The Smoking Section

Posted: December 31, 2008 in Miscellaneous


Some people have a bookie or a dealer for their habits; I have Mikey to supply me with books to read over Christmas break. That doesn’t sound as exciting, but books are arguably more dangerous.

I finished When You Are Engulfed in Flames by David Sedaris yesterday. A few of my old Arkansas friends who, contrary to our upbringing have learned to appreciate essays written by gay atheists, spoke highly of Sedaris. And they were right once again.

Most of the essays are about ten pages long (just my size) and have nothing to do with being engulfed in flames. The showpiece of the book, however, is an eighty-page essay about Sedaris quitting smoking in Tokyo. Really funny stuff. Plus, it made me think about my dad.

I guess my dad smoked unfiltered Camels for about sixty years…well, he did quit for a little while a few years before he died. He never made family announcements, so I’m not sure how I knew he had quit (my guess is that my mom whispered it to me on the side, but maybe it was just so obvious that even I noticed it). I do remember he had been really, really sick – so sick that he couldn’t smoke, so when he recovered he decided to just run with it. It wasn’t long, however, until he was sneaking around to steal a smoke.
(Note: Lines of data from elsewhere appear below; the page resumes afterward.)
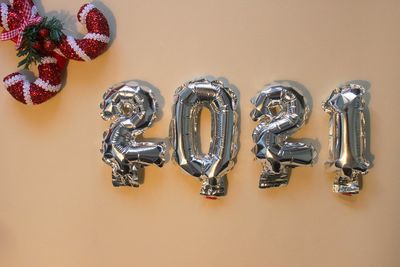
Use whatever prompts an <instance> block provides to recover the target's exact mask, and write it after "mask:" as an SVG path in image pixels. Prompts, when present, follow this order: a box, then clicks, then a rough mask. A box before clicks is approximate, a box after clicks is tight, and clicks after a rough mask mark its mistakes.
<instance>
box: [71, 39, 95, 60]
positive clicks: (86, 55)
mask: <svg viewBox="0 0 400 267" xmlns="http://www.w3.org/2000/svg"><path fill="white" fill-rule="evenodd" d="M67 42H68V44H69V46H70V47H71V48H72V49H73V50H74V52H75V53H76V54H77V55H78V56H79V57H80V58H81V59H83V60H84V61H90V60H91V59H90V57H89V56H88V55H86V53H85V52H84V51H83V50H82V49H81V48H80V47H79V46H78V44H77V43H76V41H75V39H74V37H72V36H67Z"/></svg>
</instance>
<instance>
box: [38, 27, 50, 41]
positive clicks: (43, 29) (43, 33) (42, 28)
mask: <svg viewBox="0 0 400 267" xmlns="http://www.w3.org/2000/svg"><path fill="white" fill-rule="evenodd" d="M49 34H50V32H49V29H46V28H41V29H40V30H39V36H40V37H42V38H43V39H44V38H47V37H48V36H49Z"/></svg>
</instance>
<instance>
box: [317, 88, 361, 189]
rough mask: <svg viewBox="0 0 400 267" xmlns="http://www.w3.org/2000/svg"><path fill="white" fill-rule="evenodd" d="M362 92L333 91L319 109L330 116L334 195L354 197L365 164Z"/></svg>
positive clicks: (330, 128)
mask: <svg viewBox="0 0 400 267" xmlns="http://www.w3.org/2000/svg"><path fill="white" fill-rule="evenodd" d="M364 94H365V89H364V88H363V87H362V86H360V85H357V84H347V85H344V86H341V87H339V88H336V89H335V90H333V92H332V94H331V95H330V97H329V98H328V99H327V100H326V101H325V102H323V104H322V108H323V109H324V111H325V112H328V113H329V115H330V130H329V137H330V163H332V164H334V165H335V167H336V168H338V169H339V170H338V172H337V177H336V180H335V182H334V185H333V190H334V192H337V193H343V194H357V193H359V190H360V178H361V175H362V174H366V173H367V172H368V168H369V162H368V160H367V159H366V158H365V150H366V129H365V103H364V99H363V95H364Z"/></svg>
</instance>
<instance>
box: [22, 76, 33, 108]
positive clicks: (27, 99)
mask: <svg viewBox="0 0 400 267" xmlns="http://www.w3.org/2000/svg"><path fill="white" fill-rule="evenodd" d="M22 88H23V92H24V99H25V104H27V105H33V102H32V98H31V92H30V89H31V85H30V83H29V82H28V81H27V80H24V84H23V87H22Z"/></svg>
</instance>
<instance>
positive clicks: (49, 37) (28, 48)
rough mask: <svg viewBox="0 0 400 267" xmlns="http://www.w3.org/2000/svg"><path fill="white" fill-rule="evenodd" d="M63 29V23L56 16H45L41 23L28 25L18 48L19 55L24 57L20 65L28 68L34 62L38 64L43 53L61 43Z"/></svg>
mask: <svg viewBox="0 0 400 267" xmlns="http://www.w3.org/2000/svg"><path fill="white" fill-rule="evenodd" d="M62 30H63V25H62V23H61V22H60V21H59V20H58V19H56V18H54V17H52V18H47V17H44V18H43V20H42V22H40V23H39V24H37V25H33V26H30V27H27V28H26V29H25V31H24V33H23V37H22V43H21V46H20V48H19V49H18V50H17V56H18V57H22V58H23V59H22V60H21V61H20V62H19V63H18V67H21V66H24V68H25V69H28V68H29V66H30V65H31V64H32V63H34V64H38V63H39V62H40V60H41V58H42V57H43V55H45V54H46V53H47V52H50V51H52V50H54V48H55V47H56V46H57V45H58V44H59V43H60V40H61V37H62V36H63V32H62Z"/></svg>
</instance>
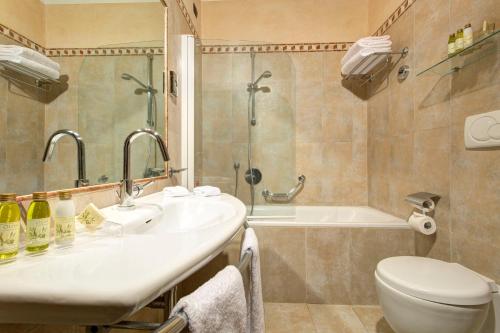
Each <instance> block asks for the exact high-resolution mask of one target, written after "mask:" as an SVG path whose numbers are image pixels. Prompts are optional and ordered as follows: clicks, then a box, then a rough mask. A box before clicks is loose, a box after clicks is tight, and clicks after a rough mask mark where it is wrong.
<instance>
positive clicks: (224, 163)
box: [200, 52, 367, 205]
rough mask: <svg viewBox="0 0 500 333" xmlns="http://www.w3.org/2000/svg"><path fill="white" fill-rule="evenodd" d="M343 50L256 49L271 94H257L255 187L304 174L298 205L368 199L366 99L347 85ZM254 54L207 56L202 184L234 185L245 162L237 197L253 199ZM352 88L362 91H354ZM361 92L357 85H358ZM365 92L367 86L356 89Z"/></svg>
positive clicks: (284, 188)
Kind of funny now to picture a seventy-year old man sneaking a cigarette like he was a kid again.

Eventually I guess he decided to admit he didn’t have the willpower at the time, or more likely, that he was an old man and this was ridiculous: if he wanted to smoke, why should any of us care?

I didn’t care, though I always HATED the smell. Just hated it. I’m sure this confirms my prudishness, but I never even tried one. Prudish or not, I know it confirms my independent streak. I never did consider nausea a necessary rite of passage in spite of the popular perception.

But I simply cannot bring myself to dislike smokers. After all, smokers remind me of my dad.

The anti-smoking phenomenon has been pretty crazy. I doubt if smoking will ever disappear, but it is surely a different world than when I was a kid.

As Sedaris put it, “It seems crazy to cut smoking mothers out of textbooks, but within a few years they won’t be allowed in movies either. A woman can throw her newborn child from the roof of a high-rise building. She can then retrieve the body and stomp on it while shooting into the windows of a day care center, but to celebrate these murders by lighting a cigarette is to send a harmful message. There are, after all, young people watching, and we wouldn’t want them to get the wrong idea.”

I have no point, so if you’re looking for one I’m sorry to disappoint. I just enjoyed Sedaris and am feeling somewhat thankful for his making me think about my dad again.

  1. terryaustin says:

    Just downloaded the author-narrated audio version of this last night. Sedaris is a riot.

    Sad but true: I had one free audiobook download credit, and narrowed my choices down to The Message and Sedaris.